If you’re reading this page, you probably want to know who I am.

I’m a team leader, writer and narrative designer who’s been in the games industry for almost two decades, starting out as a QA Technician working on Xbox 360 launch titles, and moving into design after a few years, working my way up from junior level to lead.

I’ve been lucky enough to work on a wide variety of games, from PC strategy games to console action games to VR shooters; and with teams ranging from a dozen or so people to more than a hundred. I’ve been involved in the entire dev cycle of games, from concept and pitching through to release and then on to DLC.

But actually, that just briefly tells you what I’ve done, not who I am. You don’t need this page to tell you what I’ve done – there’s a whole set of pages dedicated to that, under ‘Professional Projects’ in the site menu; and links to my CV and LinkedIn profile on this page too.

I’m a leader. While I love producing my own work, whether that’s creating my own narrative, level or systems designs; or writing dialogue, plots, descriptions etc., I find just as much satisfaction in leading a team. I love mentoring junior team members, guiding designs through feedback, inspiring and encouraging people to come together with a shared vision to make something wonderful. I believe that the best games have a strong and inspiring vision, well communicated to everyone on the dev team so that everyone’s able to express themselves and feel a sense of personal contribution and ownership in a way that supports the vision.

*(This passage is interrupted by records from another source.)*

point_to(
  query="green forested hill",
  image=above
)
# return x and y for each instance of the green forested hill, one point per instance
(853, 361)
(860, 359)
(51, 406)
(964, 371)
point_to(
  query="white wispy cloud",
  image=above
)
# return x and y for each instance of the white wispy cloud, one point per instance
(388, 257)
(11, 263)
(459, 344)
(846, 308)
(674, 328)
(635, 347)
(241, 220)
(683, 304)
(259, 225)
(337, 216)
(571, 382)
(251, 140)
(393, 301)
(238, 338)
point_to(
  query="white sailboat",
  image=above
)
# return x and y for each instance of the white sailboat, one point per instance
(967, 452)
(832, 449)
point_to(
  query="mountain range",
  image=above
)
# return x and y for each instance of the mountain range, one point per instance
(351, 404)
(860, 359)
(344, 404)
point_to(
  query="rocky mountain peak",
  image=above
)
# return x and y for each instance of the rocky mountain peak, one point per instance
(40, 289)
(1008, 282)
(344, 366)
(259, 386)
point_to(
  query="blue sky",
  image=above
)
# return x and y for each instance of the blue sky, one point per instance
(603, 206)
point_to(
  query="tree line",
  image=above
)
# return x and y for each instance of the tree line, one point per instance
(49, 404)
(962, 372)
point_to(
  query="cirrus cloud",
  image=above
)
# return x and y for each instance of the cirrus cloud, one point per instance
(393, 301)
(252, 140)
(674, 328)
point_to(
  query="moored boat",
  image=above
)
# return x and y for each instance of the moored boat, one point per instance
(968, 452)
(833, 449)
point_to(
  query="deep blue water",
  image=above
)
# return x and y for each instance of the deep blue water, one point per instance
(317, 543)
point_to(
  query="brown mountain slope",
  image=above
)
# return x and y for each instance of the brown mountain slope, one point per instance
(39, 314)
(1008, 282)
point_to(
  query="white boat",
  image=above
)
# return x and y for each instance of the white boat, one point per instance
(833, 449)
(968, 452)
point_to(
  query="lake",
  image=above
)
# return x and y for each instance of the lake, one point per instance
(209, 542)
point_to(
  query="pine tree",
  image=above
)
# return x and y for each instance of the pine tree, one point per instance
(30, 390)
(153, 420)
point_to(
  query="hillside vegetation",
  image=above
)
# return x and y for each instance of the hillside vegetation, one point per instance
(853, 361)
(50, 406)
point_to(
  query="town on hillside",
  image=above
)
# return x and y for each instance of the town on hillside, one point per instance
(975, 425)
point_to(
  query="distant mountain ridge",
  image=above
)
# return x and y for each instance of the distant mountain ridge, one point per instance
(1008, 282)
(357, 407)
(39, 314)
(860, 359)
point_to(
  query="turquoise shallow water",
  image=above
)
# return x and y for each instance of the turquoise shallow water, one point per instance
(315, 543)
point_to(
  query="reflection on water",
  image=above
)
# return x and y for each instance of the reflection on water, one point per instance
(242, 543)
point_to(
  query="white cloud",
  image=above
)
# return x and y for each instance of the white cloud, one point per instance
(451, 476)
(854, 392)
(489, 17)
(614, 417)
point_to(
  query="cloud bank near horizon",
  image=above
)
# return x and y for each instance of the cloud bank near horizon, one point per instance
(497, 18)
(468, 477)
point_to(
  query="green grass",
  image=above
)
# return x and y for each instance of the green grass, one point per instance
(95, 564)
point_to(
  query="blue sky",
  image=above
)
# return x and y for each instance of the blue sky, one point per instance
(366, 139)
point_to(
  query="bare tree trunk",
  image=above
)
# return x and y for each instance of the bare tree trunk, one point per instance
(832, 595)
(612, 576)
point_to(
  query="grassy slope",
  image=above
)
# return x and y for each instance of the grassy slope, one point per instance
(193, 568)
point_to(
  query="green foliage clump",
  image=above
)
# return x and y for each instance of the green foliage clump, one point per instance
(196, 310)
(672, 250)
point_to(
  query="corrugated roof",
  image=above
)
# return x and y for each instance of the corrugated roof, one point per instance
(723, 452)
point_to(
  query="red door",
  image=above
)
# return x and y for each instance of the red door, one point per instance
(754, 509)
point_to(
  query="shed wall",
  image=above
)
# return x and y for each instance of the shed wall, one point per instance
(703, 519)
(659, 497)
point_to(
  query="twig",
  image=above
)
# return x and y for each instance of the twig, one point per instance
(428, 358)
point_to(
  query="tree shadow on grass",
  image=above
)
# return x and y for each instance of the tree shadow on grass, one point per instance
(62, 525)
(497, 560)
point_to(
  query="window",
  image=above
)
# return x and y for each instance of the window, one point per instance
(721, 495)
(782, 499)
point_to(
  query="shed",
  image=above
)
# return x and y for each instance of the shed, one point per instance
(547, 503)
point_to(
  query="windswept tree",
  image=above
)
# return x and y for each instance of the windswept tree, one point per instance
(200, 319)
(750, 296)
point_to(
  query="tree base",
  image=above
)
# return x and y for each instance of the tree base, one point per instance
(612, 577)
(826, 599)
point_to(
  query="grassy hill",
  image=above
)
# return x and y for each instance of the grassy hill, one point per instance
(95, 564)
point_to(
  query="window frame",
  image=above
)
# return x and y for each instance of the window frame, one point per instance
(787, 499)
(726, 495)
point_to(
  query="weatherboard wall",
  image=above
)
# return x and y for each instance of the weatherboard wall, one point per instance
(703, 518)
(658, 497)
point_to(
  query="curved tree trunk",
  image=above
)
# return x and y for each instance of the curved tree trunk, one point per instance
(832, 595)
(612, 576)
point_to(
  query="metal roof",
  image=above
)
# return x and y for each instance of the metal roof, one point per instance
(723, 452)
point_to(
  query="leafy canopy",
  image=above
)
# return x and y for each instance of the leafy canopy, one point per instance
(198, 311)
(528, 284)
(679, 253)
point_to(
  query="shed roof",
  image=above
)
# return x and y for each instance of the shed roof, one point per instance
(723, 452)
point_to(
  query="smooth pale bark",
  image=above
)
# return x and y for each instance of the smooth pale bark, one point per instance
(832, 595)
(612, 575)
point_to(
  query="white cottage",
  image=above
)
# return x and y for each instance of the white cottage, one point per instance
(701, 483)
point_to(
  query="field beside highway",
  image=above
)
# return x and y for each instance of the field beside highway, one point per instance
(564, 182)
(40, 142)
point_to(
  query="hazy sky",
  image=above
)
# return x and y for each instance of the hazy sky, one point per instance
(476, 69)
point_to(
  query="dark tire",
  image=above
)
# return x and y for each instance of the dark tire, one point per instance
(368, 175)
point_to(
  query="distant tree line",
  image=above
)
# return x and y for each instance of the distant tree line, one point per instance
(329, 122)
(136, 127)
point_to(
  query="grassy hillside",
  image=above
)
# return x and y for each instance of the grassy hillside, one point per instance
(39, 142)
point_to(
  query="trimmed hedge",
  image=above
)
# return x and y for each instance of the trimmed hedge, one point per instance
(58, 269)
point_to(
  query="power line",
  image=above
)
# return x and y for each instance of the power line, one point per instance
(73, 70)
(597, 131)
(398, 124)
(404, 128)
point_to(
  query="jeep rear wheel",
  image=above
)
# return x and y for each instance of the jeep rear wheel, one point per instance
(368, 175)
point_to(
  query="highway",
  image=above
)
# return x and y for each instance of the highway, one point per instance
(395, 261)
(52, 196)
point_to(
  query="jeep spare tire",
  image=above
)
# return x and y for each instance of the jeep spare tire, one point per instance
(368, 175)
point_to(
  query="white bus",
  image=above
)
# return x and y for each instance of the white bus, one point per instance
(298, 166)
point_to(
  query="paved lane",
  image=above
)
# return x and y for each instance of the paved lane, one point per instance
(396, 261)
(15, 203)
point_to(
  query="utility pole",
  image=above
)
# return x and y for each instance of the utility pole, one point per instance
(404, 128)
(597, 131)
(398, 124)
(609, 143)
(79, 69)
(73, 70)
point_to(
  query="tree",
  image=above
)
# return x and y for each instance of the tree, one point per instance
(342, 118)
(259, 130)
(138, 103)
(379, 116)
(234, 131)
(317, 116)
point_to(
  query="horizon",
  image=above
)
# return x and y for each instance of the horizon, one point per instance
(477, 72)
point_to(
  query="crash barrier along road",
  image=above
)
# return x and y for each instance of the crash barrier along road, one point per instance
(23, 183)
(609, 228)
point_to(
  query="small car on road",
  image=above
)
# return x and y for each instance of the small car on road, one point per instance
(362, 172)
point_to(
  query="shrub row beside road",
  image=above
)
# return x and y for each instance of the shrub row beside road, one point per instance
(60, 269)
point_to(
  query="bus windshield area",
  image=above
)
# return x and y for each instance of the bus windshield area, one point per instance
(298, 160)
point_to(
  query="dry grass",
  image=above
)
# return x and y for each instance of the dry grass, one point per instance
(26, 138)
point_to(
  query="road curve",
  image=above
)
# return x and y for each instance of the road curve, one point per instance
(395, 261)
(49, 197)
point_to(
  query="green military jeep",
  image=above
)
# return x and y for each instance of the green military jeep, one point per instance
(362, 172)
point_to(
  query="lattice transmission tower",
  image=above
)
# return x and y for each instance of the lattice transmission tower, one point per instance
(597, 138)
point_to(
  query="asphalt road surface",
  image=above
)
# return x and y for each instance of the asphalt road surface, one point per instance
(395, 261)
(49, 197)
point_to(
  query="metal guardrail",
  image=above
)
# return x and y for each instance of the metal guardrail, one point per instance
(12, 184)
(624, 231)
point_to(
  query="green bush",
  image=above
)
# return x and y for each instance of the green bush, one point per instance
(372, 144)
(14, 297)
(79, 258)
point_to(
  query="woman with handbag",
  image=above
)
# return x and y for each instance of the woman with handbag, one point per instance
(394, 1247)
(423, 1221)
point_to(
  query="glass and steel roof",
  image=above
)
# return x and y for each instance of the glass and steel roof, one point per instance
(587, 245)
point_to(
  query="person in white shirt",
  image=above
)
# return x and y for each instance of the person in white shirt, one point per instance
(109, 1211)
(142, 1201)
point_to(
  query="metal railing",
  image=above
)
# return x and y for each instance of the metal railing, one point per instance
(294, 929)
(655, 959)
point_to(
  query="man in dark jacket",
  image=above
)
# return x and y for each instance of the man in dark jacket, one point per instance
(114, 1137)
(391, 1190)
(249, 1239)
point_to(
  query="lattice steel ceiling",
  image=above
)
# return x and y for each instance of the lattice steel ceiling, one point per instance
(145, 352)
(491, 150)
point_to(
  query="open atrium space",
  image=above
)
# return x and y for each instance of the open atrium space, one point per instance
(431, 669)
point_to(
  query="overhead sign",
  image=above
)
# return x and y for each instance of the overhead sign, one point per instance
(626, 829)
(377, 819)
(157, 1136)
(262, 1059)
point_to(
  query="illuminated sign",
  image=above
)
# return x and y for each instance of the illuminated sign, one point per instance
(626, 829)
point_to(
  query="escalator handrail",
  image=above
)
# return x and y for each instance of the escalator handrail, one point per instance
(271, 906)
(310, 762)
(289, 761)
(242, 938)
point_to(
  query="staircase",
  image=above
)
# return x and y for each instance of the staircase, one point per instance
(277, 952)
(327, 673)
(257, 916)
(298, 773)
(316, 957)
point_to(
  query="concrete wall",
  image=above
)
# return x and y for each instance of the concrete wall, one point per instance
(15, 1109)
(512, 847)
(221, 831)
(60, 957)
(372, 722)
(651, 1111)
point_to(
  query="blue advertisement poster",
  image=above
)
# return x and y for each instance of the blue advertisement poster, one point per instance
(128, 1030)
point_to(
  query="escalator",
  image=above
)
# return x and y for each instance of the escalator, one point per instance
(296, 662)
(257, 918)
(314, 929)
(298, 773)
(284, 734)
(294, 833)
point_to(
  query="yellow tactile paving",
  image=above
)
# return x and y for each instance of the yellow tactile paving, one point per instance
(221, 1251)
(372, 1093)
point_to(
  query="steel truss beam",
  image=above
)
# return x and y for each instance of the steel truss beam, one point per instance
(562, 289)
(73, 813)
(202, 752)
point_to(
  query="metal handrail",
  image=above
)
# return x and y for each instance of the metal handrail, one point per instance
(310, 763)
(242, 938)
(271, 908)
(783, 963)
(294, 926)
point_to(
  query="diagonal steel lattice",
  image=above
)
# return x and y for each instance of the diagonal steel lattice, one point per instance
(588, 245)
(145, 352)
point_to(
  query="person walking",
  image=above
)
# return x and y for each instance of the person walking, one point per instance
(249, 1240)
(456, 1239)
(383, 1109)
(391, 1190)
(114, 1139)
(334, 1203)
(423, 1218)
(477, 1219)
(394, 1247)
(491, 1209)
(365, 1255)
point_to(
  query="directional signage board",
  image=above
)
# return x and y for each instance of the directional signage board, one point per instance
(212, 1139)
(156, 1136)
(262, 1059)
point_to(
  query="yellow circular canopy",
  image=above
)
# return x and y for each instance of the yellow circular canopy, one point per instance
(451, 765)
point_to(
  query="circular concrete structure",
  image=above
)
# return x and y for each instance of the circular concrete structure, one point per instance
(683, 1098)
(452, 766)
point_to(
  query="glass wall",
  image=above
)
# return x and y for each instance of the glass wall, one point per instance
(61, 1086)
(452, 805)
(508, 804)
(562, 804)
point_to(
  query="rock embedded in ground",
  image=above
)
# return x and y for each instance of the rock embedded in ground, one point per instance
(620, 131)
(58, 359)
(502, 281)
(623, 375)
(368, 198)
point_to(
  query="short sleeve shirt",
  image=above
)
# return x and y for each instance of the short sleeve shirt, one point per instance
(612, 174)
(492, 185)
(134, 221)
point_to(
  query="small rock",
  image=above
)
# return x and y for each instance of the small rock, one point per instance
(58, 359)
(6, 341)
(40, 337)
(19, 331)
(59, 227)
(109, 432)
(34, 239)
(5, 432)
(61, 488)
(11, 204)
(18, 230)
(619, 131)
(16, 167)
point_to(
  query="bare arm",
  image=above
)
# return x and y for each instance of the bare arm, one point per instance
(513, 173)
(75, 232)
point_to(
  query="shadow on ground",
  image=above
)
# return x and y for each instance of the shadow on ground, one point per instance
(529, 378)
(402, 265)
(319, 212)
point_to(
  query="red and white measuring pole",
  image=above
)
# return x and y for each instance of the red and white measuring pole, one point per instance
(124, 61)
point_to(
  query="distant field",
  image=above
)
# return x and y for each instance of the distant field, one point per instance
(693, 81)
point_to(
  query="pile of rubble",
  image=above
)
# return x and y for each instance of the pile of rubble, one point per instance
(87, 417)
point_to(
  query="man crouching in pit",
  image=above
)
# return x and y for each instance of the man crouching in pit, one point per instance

I’m a collaborator. The times in my career that I’ve been happiest have been when working closely with other team members and other disciplines (including external partners such as license holders or publishers); when we’ve all been in alignment on the game we’re making; when we’ve all agreed on the game’s vision; and when we’ve taken inspiration from each other. This doesn’t mean I think everyone should be in the same room, talking to each other constantly – I personally find it difficult to write narratives in a loud, busy environment, and I’m aware everyone has their own unique needs and work circumstances. I’m fully supportive of people who prefer to work remotely. But I’ve worked in studios where disciplines and team members have worked siloed off from each other, and the results have always been detrimental to the game and to the team’s morale.

I’m inclusive. As an introvert I know that most of society is shaped around catering to extroverts, and that can feel exhausting and exclusionary. I think that there’s an unconscious tendency to give more attention and credence to whoever fits society’s ‘default’ template; and who says things loudest and most confidently. That doesn’t mean they have the correct answers though. I believe in listening to a broad range of viewpoints and giving people the space to present those viewpoints in the way that works best for them, whether they’re introverts, people from under-represented social backgrounds, people of different faiths, sexualities, ethnicities, genders, or whatever their identity may be. People who play games are a huge, diverse audience, and the people who make games should be representative of this. The games we make will be better as a result.

I’m adaptable and conscientious in my work. Things almost never go exactly to plan in game development, and the ability to smoothly pivot to a new plan – whether that’s because of a scope change, a new team composition or even a global pandemic (though I fervently hope that one doesn’t happen again!) – has served me well. I’m able to focus on the opportunities and positives of such changes, without dwelling on what’s been lost from the original plan, or trying to force things to stay the same. Sometimes that’s meant an almost complete rethink of the game, but I find such challenges can be invigorating and the new constraints can often spark exciting and innovative new ideas from the development team.

I’m insatiably curious. I’ve got a really wide range of interests and the more I learn, the more the list of things I want to learn about keeps growing. I never want to stop learning and experiencing new things, and I firmly believe that the medium of videogames is an incredibly fertile one for introducing people to new ideas, new viewpoints and new experiences in an entertaining and profound way. I believe in the power of games to be more than ‘just’ entertainment. I think they have to be entertaining, but I think that good games are more than that: they make us think and feel in the same way all great art does.